According to Raza, working hours have also generally been increased from 8 to 12 hours a day.
Besides, Raza said, the Industrial Relations Ordinance (IRO) 2002, labour policy 2002, and Removal from Service Ordinance 2000-1, passed by the military dictatorship, are all anti-worker laws and suppress union activities. “It seems all these ordinances and policies were passed to attract bidders and get good prices for state-owned entities at the cost of the workforce. Granting bidders the right to reduce privileges enjoyed by workers and even terminate their service under these laws was criminal,” he said.
Pakistan’s privatisation began in November 1990 with the then government declaring the process as its primary economic policy objective. A committee on disinvestment and deregulation was formed and it lost no time in recommending the sale of 118 state-run industrial units.
However, government’s haste in selling off state-owned entities as seen in the privatisation of Karachi Electric Supply Corporation has aroused deep suspicions.

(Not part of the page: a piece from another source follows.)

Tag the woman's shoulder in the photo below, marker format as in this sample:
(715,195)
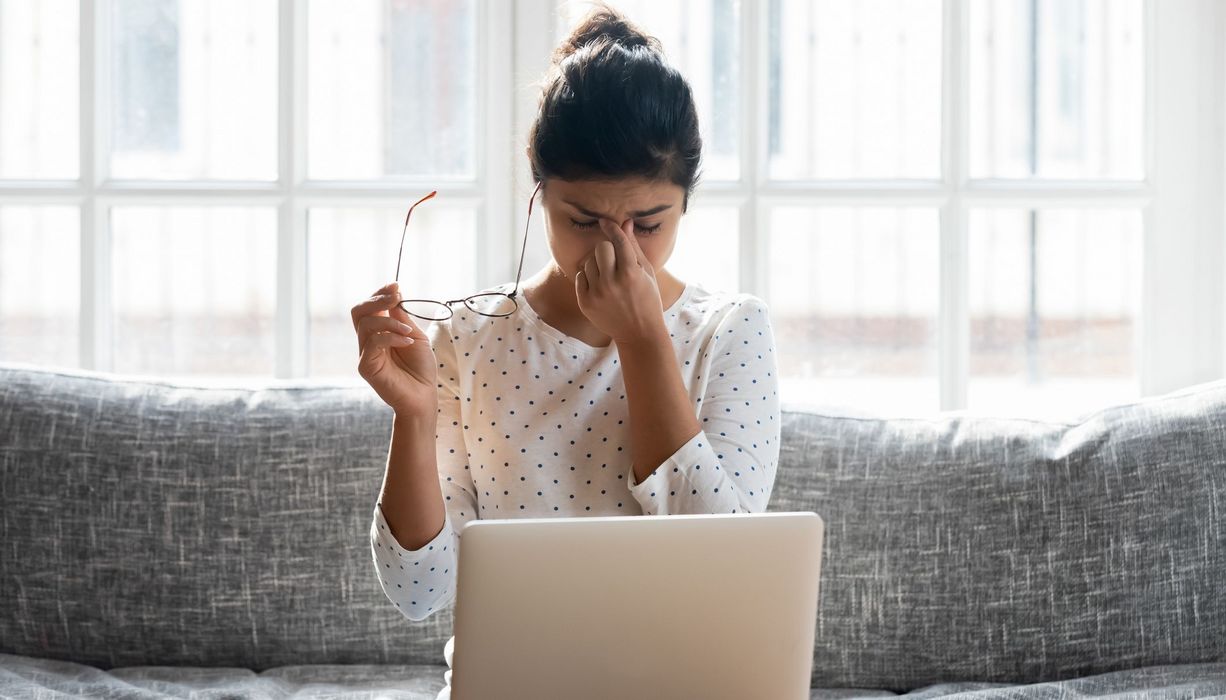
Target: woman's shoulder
(717,304)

It even promised the bidders help in recovering outstanding dues from defaulters after the sale.
The government also favoured buyers unduly during the offloading of 26 percent stake in PTCL. It changed the terms of the bid accepted by the UAE-based Etisalat and allowed it to pay the bid money (2.6 billion dollars) in five years instead of upfront.

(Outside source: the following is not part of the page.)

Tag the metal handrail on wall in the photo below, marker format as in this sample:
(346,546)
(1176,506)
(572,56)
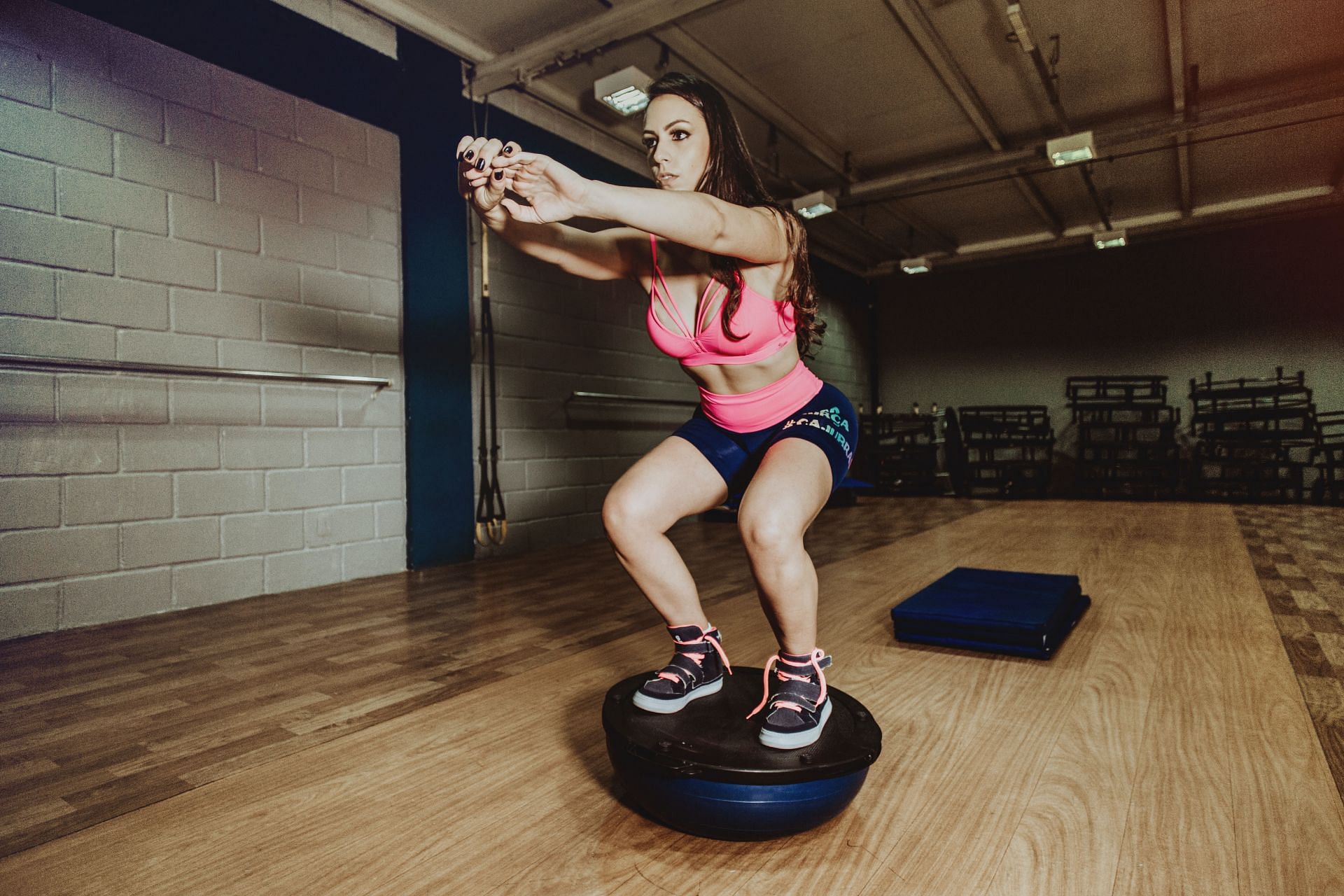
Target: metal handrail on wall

This bias came at a time when Etisalat was on the verge of withdrawing its bid and dropping plans to acquire 26 percent stake and management control of PTCL. Several other terms were also relaxed by the government to stop Etisalat from backing out of the deal.
Muhammad Imtiaz, a corporate lawyer dealing in labour laws, says drastic retrenchments are now a possibility because where PTCL employs 13 workers per 1,000 telephone lines, Etisalat employs only two. ”How can a company bear the burden of extra workforce if it does not have such a tradition earlier,” said Imtiaz.

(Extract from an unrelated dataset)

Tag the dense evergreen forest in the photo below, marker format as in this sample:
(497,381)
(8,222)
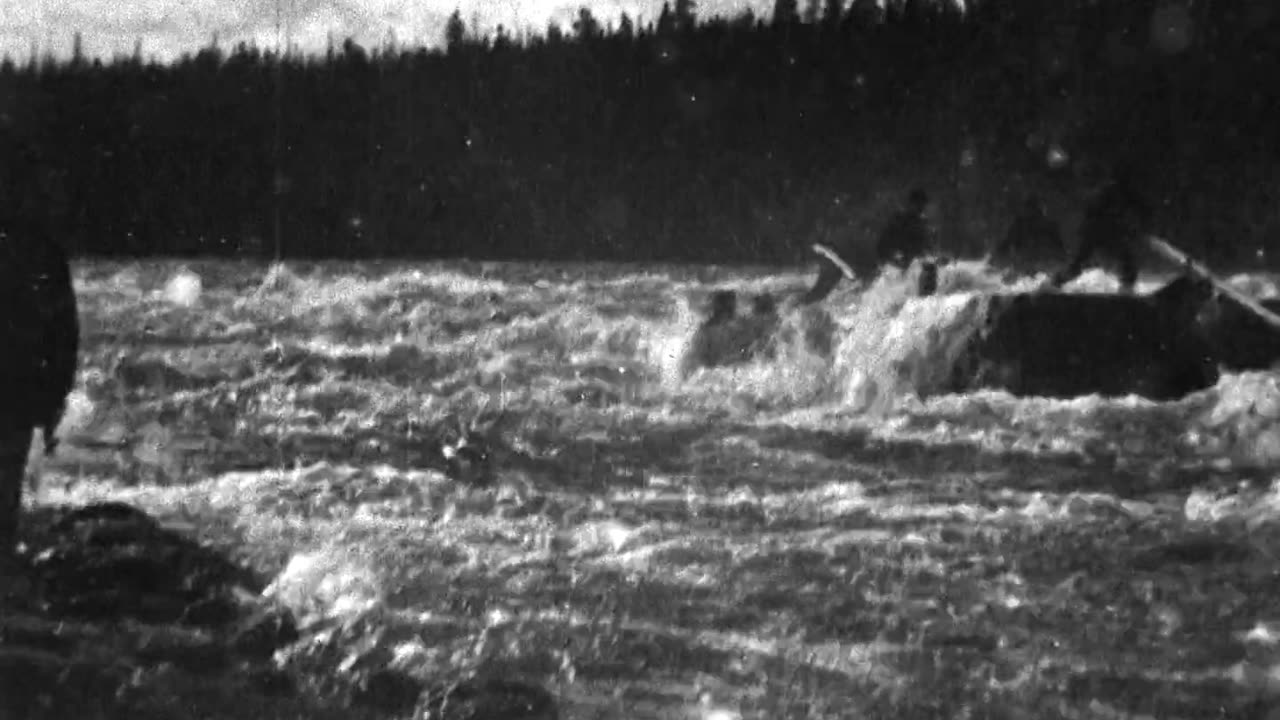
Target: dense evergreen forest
(686,139)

Privatisation of steel mills will not only mean an increase in unemployment but also changes in regional equity polices. Under the law, 55 percent of vacancies in the mills are reserved for people from Punjab, 31 percent for Sindh and 12 percent each for NWFP and Balochistan provinces. ”Once it goes to private buyers, these quotas will be a thing of the past,” he said.
In Pakistan, the downsizing exercise started with public banks and other financial institutions in 1997. The golden handshake scheme was offered to all the permanent employees at all hierarchical levels. The IMF, the World Bank and the State Bank offered to bear part of the downsizing expenses.
Manzoor Ahmed, president of the Pakistan Trade Union Defence Campaign (PTUDC), said that the sale of profit-making state entities was like selling the country off bit by bit. ”We expect huge layoffs as private enterprises can go to any extent to maximize profits,” he said. ”PTUDC will not let this happen. We will resist any move made at depriving masses of their hard-earned jobs.”
Minister for privatisation Zahid Hamid believes that the Supreme Court decision will not affect the process permanently. He says the court’s objections, once removed, will see the privatisation the process resumed.